A astrologia como linguagem sagrada


Inversamente, em toda a linguagem mandálica cada um de seus elementos recria a matriz global. Cada elemento contém dentro de si todos os demais e suas relações com as outras partes do sistema são à sua vez “internas” e “externas”, como correspondente de uma linguagem cuja função é a de comunicar a profunda unidade na diferença do que está “dentro” e o que está “fora”. Estas são linguagens sagradas - como a Cabala, o I-Ching ou a Astrologia - e em sua própria natureza reside a possibilidade de chegar a totalidade através de cada uma de suas partes, como um jogo de caixas. Daí, que ser função da astrologia significa ser a ressonância mutua das entidades do sistema solar em seus diferentes planos, cada um de seus símbolos deve evocar os demais em uma gama de ressonâncias infinitas e a sua vez extremamente precisa.

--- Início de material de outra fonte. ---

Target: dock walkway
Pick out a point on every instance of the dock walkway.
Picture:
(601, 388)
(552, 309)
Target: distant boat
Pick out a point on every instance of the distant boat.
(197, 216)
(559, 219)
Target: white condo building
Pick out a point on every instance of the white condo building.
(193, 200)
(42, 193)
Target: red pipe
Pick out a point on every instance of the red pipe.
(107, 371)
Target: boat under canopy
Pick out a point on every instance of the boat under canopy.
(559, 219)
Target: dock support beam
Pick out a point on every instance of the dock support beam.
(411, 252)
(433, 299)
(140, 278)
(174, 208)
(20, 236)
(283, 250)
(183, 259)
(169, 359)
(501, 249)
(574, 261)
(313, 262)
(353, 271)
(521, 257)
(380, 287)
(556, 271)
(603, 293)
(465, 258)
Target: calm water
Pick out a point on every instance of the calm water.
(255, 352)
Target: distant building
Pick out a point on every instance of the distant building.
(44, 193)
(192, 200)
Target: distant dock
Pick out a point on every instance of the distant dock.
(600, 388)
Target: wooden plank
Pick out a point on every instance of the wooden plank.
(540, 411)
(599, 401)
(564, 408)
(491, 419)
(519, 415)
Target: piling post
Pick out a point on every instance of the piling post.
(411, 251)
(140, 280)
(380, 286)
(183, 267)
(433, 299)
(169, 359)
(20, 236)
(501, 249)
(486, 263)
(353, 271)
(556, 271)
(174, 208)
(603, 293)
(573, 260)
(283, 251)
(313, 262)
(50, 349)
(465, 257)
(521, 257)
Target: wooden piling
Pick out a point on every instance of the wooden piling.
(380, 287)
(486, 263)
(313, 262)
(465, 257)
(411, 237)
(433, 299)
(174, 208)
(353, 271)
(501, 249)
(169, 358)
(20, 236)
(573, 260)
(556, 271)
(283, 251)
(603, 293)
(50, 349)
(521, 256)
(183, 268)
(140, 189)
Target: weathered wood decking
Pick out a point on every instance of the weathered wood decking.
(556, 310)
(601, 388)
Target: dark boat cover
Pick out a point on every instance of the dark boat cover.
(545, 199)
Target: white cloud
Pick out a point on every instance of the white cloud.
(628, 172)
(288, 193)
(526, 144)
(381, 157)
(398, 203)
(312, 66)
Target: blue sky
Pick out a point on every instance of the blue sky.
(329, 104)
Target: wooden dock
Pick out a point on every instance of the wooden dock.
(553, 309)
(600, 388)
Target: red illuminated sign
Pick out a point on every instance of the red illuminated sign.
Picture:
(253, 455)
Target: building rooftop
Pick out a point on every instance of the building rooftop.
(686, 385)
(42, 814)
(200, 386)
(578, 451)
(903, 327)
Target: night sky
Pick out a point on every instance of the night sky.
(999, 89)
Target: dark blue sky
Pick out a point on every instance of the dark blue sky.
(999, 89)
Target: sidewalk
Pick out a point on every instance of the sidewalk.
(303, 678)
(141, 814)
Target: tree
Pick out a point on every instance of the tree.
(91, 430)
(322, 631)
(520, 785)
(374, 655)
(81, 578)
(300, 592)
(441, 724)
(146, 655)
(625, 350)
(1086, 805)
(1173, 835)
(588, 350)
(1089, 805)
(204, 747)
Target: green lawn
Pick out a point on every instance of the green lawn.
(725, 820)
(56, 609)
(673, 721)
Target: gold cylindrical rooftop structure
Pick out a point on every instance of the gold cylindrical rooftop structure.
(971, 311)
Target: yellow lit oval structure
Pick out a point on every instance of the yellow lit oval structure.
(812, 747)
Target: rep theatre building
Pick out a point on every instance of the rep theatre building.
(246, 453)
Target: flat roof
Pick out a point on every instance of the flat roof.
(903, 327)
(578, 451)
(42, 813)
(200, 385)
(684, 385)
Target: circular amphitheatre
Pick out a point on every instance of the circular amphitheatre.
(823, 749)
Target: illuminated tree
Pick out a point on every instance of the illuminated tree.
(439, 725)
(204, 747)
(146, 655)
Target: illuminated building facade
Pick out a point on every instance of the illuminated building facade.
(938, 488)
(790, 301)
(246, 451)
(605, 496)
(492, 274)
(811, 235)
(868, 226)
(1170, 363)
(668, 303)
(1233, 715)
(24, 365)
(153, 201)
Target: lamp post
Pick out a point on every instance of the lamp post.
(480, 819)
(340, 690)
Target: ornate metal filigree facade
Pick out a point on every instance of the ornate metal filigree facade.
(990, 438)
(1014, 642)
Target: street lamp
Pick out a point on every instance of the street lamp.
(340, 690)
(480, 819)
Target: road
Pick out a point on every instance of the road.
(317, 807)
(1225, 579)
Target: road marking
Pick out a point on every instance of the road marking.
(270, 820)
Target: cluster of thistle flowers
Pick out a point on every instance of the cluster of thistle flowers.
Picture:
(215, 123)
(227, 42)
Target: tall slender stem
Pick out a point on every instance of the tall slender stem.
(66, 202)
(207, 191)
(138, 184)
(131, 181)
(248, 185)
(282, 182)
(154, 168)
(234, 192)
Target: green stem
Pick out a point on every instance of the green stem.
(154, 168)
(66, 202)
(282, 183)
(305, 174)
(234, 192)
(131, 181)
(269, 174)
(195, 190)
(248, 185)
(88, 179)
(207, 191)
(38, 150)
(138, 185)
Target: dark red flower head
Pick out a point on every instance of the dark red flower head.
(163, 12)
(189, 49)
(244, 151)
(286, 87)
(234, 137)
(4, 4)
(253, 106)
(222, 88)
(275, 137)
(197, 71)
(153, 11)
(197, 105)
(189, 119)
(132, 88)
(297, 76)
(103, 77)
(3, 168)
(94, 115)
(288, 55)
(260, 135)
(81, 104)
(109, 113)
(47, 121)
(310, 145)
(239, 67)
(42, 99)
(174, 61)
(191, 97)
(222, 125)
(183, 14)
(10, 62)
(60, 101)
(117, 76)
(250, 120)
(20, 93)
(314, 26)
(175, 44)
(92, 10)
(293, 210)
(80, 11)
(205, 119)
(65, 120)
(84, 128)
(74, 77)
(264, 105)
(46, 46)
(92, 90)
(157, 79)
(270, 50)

Por isso, a astrologia exige o desenvolvimento harmônico das funções aparentemente contraditórias: a capacidade de permanecer em contato com totalidades sem classificá-las de forma separada e, a sua vez, a capacidade de discriminação que permite estabelecer diferenças. Em geral, uma função se desenvolve em detrimento de outra e o hábito de apoiar-se só na primeira inibe a participação da função complementaria em processo perceptivo. O correto vínculo entre o contato e discriminação - ou, mais profundamente, entre identificação e diferenciação - é um requisito fundamental para a compreensão da astrologia e o legado que oferece a quem entra nela.

Este é o movimento em um fio de navalha, onde um excesso de uma função discriminadora - ou melhor, da necessidade de afirmar-se nela para não cair na confusão - converte a astrologia em um mero instrumento da consciência identificada com a linguagem separatista. Isso a empobrece, reduzindo-a em um sistema de classificações, topologia e determismos pretendidamente científicos, que nos prejudicam no mistério que é inerente e impedem que sua contemplação nos transforme.

A inibição da função discriminante e a hipertrofia da identificação nos leva, pelo contrário, a contaminação de todos os significados e finalmente desemboca na confusão e ao delírio. Uma linguagem operando em uma psique que tenha efetuado um profundo trabalho de discriminação à respeito das identificações primárias, e de individualização das estruturas arquetípicas, é sumariamente perigosa. Conserva a possibilidade de projetar massivamente conteúdos indiscriminados sobre o mundo, com a conseguinte desordem e confusão. Sendo que esta projeção, cedo ou tarde, provém de extratos que estão além do pessoal, e com os conteúdos do inconsciente coletivo, ainda que contaminados, são capazes de expressar em seu nível a sincronicidade entre o “dentro” e o “fora”, esta atitude expressa ocasionalmente uma grande “sabedoria” e uma intuição certeira. A maioria das vezes se trata de associações totalmente subjetivas e fantásticas.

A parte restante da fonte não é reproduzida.